M E M O
TO: Joint Procedure Committee
FROM: Gerhard Raedeke
RE: Venue - Procedural or Substantive
This memo discusses whether venue is substantive or procedural - the difference which is generally defined as follows:
As a general rule laws which fix duties, establish rights and responsibilities among and for persons, natural or otherwise, are substantive in character, while those which merely prescribe the manner in which such rights and responsibilities may be exercised and enforced in a court are procedural.
The time, place, and method of doing an act in court properly fall within the category of procedural rules and are appropriate subjects for such regulation.
State v. Gibson Circuit Court, 157 N.E.2d 475, 478 (Ind. 1959) (emphasis added).

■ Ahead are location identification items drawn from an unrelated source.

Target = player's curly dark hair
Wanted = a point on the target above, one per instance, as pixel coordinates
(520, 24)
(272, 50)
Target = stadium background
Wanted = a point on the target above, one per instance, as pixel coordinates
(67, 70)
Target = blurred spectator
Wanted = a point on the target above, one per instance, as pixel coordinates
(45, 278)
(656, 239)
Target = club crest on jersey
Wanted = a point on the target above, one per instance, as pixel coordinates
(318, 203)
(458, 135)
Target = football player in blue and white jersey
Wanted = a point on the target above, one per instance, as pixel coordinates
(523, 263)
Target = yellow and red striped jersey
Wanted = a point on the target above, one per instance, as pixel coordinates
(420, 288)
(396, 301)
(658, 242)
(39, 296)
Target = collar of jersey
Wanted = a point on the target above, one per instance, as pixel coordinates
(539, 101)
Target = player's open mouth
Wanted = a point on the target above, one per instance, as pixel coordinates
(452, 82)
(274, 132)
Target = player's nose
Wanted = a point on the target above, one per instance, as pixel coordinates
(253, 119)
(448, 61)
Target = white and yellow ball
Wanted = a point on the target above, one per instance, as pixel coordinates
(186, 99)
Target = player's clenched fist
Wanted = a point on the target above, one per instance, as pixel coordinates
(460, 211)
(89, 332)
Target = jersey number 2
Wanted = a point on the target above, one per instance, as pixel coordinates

Venue is regarded as being procedural and the proper subject of the rule making authority of the state's highest court. The Ohio Supreme Court, in Morrison v. Steiner, 290 N.E.2d 841, 843 (Ohio 1972), observed that venue is a procedural manner and although once the private domain of the General Assembly, it is now properly within the court's rule making authority (by constitutional provision). The Washington Supreme Court, in Sherwin v. Arveson, 633 P.2d 1335, 1338 (Wash. 1981), held venue is a matter of procedure rather than substance and is therefore a proper subject for court rules which supersedes conflicting statutes. The West Virginia Supreme Court of Appeals, in State ex rel. Kenamond v. Warmuth, 366 S.E.2d 738, 740 (W. Va. 1988), stated that procedural statutes regarding venue are effective only as rules of a court and are subject to modification, suspension, or annulment by rules or procedures promulgated by the court. The court went on to say that civil venue questions are governed by the procedural rules of the court, the procedural statutes that are not inconsistent with those rules, and opinions by the court interpretating those rules and statutes. Finally, the Pennsylvania Supreme Court in Simons v. State Correction Institute, 615 A.2d 924, 925 (Pa. Cmwlth. 1992), held the court may promulgate rules governing venue under its exclusive domain to establish rules of procedure under Pa. Const. art. VI, § 10.
It appears there is ample precedent for considering venue to be a procedural matter and, therefore, properly the subject of the rule making authority of the state's highest court. As the Committee is aware, N.D. Const. art. VI, § 3, confers exclusive authority upon the Supreme Court to promulgate rules of procedure to be followed by the courts of this state. See State v. Hanson, 558 N.W.2d 611, 614 (N.D. 1996). In addition, included within the court's authority to promulgate rules is the power to supersede, alter, or expand procedural statutes. In Interest of D.H.J., 401 N.W.2d 694, 699 n.5 (N.D. 1987).
The Legislature may statutorily enact rules of court procedure. See City of Fargo v. Ruether, 490 N.W.2d 481, 483-84 (N.D. 1992). Statutorily-enacted rules of procedure which supplement the rules promulgated by the court remain in effect until superseded or amended by the court. Traynor v. Leclerc, 1997 ND 47, ¶ 8, 561 N.W.2d 644. A court-promulgated procedural rule prevails in a conflict with a legislatively enacted rule of procedure. State v. Hanson, 558 N.W.2d at 615.